This protocol can easily generate zebrafish spheroids, a 3D in vitro model with different potential application in fish toxicity testing. This is a simple and fast method to generate single spheroids of zebrafish cell lines very similar in size and shape. If you follow all the described steps correctly, one should not encounter any problems.
Zebrafish spheroids provides may greatly benefit the mechanism, exploration of chemicals'effects on fish, which helps to improve the environmental safety assessment of products such as cosmetics. Demonstrating the procedure will be Irisdoris Rodrigues de Souza, a doctor in genetics from my laboratory. To begin, take a T75 flask of zebrafish cells at around 80%confluence.
Remove the complete medium, and wash the cells by adding 0.01 molar PBS to the culture flask with a pipet. Wash the culture flask with PBS by gently shaking the flask and then remove the PBS. Add three milliliters of trypsin 0.5 millimolar EDTA to the culture flask, and incubate at 28 degrees Celsius for three minutes.
For the detachment of cells from the flask, gently tap the flask to release the cells. And then stop the trypsin digestion by adding three milliliters of complete culture medium to the flask. Using a pipet, transfer the cell suspension to a 15 milliliter conical centrifuge tube and centrifuge at 100 G for five minutes.
Then carefully remove the supernatant. Add one milliliter of the complete medium for the respective cell line in use and resuspend the pellet using a micropipet. Add 10 microliters of the cell suspension and 10 microliters of Trypan blue dye to a micro tube to count the cells and evaluate their viability.
Mix the cell suspension and dye using a pipet, and transfer 10 microliters of this mixture to a Neubauer chamber. Count the cells in the four large squares or quadrants placed at the corners of the chamber, considering cells that do not take up Trypan blue as viable. Then calculate the number of viable cells using the equation shown on the screen.
Multiply this cell number by two to calculate the final cell number in the cell suspension. After calculating the cell number, adjust the cell suspension to plate 200 microliters of this suspension per well of a 96-well round bottom ULA plate with the number of cells required for each cell line. Prepare the suspension with the adjusted concentration of cells in a medium reservoir and mix it using a multi-channel micropipet without forming foam or bubbles.
Add 200 microliters of the adjusted cell suspension to each well of the round bottom ULA plate. using a multi-channel pipette. The plate must be sealed with Parafilm or adhesive sealing foil to avoid culture medium evaporation from the 96-well plate.
Incubate the plate on an orbital shaker at 70 RPM for five days in a 28 degrees Celsius incubator without carbon dioxide. After five days, observe the spheroids under an inverted light microscope to evaluate the generated spheroids. To measure their shape and size, obtain pictures of the spheroids, and use software to process and analyze the images.
After setting the software to measure a selected area based on a known scale, select the outer side of the spheroid to determine its area and circularity. The spheroid's area is used to determine its size by calculating the diameter, d, and the software provides the spheroid's circularity by a formula that uses the area and perimeter selected.
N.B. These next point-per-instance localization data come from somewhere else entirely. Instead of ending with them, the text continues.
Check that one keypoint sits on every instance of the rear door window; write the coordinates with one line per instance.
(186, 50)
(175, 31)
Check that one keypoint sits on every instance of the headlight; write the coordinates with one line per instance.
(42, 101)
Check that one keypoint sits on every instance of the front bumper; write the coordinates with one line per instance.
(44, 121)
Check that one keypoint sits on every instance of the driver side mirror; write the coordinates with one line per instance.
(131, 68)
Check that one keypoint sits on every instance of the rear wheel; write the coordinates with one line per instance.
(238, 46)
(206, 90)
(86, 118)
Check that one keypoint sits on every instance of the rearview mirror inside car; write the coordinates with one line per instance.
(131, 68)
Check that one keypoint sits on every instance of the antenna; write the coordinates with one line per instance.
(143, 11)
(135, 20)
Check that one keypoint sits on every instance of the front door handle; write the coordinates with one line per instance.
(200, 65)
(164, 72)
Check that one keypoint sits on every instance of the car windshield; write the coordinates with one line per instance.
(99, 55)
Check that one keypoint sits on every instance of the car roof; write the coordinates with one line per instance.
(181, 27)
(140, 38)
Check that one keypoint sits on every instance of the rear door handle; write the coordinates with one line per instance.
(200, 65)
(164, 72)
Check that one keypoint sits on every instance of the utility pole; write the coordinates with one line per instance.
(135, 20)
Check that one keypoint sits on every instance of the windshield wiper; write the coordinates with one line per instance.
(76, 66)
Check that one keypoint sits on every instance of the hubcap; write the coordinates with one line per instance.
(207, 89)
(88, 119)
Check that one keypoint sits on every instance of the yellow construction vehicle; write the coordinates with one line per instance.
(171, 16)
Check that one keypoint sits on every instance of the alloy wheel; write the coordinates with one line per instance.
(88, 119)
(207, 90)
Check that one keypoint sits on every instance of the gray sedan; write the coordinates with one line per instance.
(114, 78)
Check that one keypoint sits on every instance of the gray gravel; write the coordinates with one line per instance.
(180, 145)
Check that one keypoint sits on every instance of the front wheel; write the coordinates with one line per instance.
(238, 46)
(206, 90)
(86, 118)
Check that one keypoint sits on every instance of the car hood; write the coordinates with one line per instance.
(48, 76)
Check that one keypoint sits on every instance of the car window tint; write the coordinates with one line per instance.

A ZFL cell aggregate is formed on the first day of orbital shaking.
The cell aggregate increases its circularity on the third day, and reaches an adequate spheroidal shape on day five. A 16-day-old ZFL spheroid in ULA plate is shown here. The ZEM2S cell line forms spheroids from the first day of orbital shaking.
The spheroid maintains its shape and increases in size on the third day, and its maximum circularity is reached on day five. A 10-day-old ZEM2S spheroid in a ULA plate is shown here. The measured size of spheroids of the ZFL and ZEM2S cell lines and the measured circularity index of ZFL and ZEM2S spheroids are shown in this figure.
This graphical image represents the growth pattern of ZFL and ZEM2S spheroids. A ZFL spheroid and ZEM2S spheroid formed after five days of orbital shaking at 100 RPM are shown here. The growth pattern and circularity index of the spheroids formed at 70 and 100 RPM rotational speeds are presented in this figure.
70 RPM is the most adequate speed to form ZFL and ZEM2S spheroids by this method. Staining of cell membranes by Lectin Alexa Fluor 594 and nuclei by DAPI demonstrate the cellular integrity in the core of the spheroids. Fluorescence of resorufin formed by a reduction of AlamarBlue demonstrates viable cells in the core of both the spheroids.
MTT viability assay in 3D culture and 2D culture of the ZEM2S and ZFL cell line is shown here, demonstrating no significant differences. When attempting this procedure, make sure you seal the plates to avoid changing the pH of the culture media and evaporation in the wells. The spheroids can be applied in a variety of in vitro assays to evaluate toxic effects in the fish liver or developmental studies using the embryo ZEM2S cell line.
This protocol can help push forward the development of in vitro fish test, contributing to the progress of no-animal-based ecotoxicity studies.